Lawsuit Against Maryland Malpractice Lawyer by Referring Lawyer

The wrote an opinion of interest to attorneys who receive referrals from other Maryland lawyers in malpractice cases.

This case involves a Maryland lawyer who referred a cancer misdiagnosis case involving an allegedly misread mammogram to a lawyer that handles medical malpractice cases, agreeing to a fee split. Before referring the case out, the original lawyer filed the malpractice lawsuit.

The Defendant sought summary judgment claiming the statute of limitations had tolled because the alleged failure to diagnose cancer occurred more than three years after limitations had passed. Plaintiff prevailed on summary judgment. The opinion does not say, but I assume it was a discovery rule issue – the patient did not know of the malpractice until after it had occurred.

Then things got interesting. The malpractice case settled the claim for $225,000, far less than the referring lawyer had hoped. Allegedly, the medical malpractice lawyer sold the clients on the settlement by “deliberately misle[ading] the [Plaintiffs] into settling by telling them limitations remained a ‘serious concern’”; “telling them that they had been victims of malpractice by [the referring lawyer]”; and “suggesting to them that they sue [the referring lawyer] for malpractice.”
The referring lawyer alleged a ton of things: negligence, fraudulent concealment,
breach of fiduciary duty, intentional interference with contract, breach of contract, and the tort of blaming another lawyer for a bad malpractice settlement. (Okay, I made up the last one.) Essentially, the referring lawyer was upset with what the malpractice lawyer told the clients and by the fact that the case settled for $225,000 when the settlement judge (I’m assuming at the pretrial) recommended the case settle for $350,000.

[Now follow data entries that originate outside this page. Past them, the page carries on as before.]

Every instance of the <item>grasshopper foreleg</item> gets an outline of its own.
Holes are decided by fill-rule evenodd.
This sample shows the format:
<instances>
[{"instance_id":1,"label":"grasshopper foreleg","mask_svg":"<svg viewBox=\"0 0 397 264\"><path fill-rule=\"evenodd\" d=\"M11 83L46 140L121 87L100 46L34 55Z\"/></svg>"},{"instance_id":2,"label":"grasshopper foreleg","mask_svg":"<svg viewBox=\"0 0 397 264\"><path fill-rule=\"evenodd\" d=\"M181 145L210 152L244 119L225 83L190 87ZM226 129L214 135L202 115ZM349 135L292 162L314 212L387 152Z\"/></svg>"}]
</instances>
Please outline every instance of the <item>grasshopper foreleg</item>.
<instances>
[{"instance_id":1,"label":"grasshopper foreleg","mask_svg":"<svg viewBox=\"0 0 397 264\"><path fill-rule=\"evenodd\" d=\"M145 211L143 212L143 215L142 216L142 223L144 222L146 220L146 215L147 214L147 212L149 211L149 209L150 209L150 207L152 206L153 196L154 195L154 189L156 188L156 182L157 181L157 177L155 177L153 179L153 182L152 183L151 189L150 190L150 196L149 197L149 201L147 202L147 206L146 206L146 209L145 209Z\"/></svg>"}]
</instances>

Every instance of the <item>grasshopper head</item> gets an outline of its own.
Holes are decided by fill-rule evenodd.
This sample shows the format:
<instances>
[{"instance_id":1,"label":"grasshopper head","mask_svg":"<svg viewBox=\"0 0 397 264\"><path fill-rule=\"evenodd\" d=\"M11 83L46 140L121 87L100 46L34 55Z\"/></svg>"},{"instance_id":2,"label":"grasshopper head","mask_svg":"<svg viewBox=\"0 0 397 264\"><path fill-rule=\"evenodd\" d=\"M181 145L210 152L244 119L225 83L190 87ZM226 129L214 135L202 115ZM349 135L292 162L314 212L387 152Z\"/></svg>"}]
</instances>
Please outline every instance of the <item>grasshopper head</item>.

In a 34-page opinion, the Maryland Court of Special Appeals affirmed the judgment on the basis that even if the referring lawyer’s allegation were true – the medical malpractice lawyer misinformed the clients and settled the case for less than it was worth – these allegations do not give rise to a tort or contract action by the referring lawyer.

You can read the entire opinion here. It is amazing to me how the court sticks to the facts with little editorializing. I would not be able to do it.

Updated:
  • James O’HAre AIC AIS VP claims

    Sad- Having negotiated more than 1000 med mal cases to conclusion, a case is only worth what the plaintiff says yes to. Each case has 4 subjective value. In decreasing order plainiff atty, the judge, defense counsel and the claims adjuster who handles more of them. Just an objective view of subjectivity.

  • James O’HAre AIC AIS VP claims

    Sad- Having negotiated more than 1000 med mal cases to conclusion, a case is only worth what the plaintiff says yes to. Each case has 4 subjective value. In decreasing order plainiff atty, the judge, defense counsel and the claims adjuster who handles more of them. Just an objective view of subjectivity.

  • Tired Maryland Lawyer

    You wonder what the real story is here. Was limitations really an issue? Was this a close call on the discovery rule? Or was the client wrongly pressured into a settlement?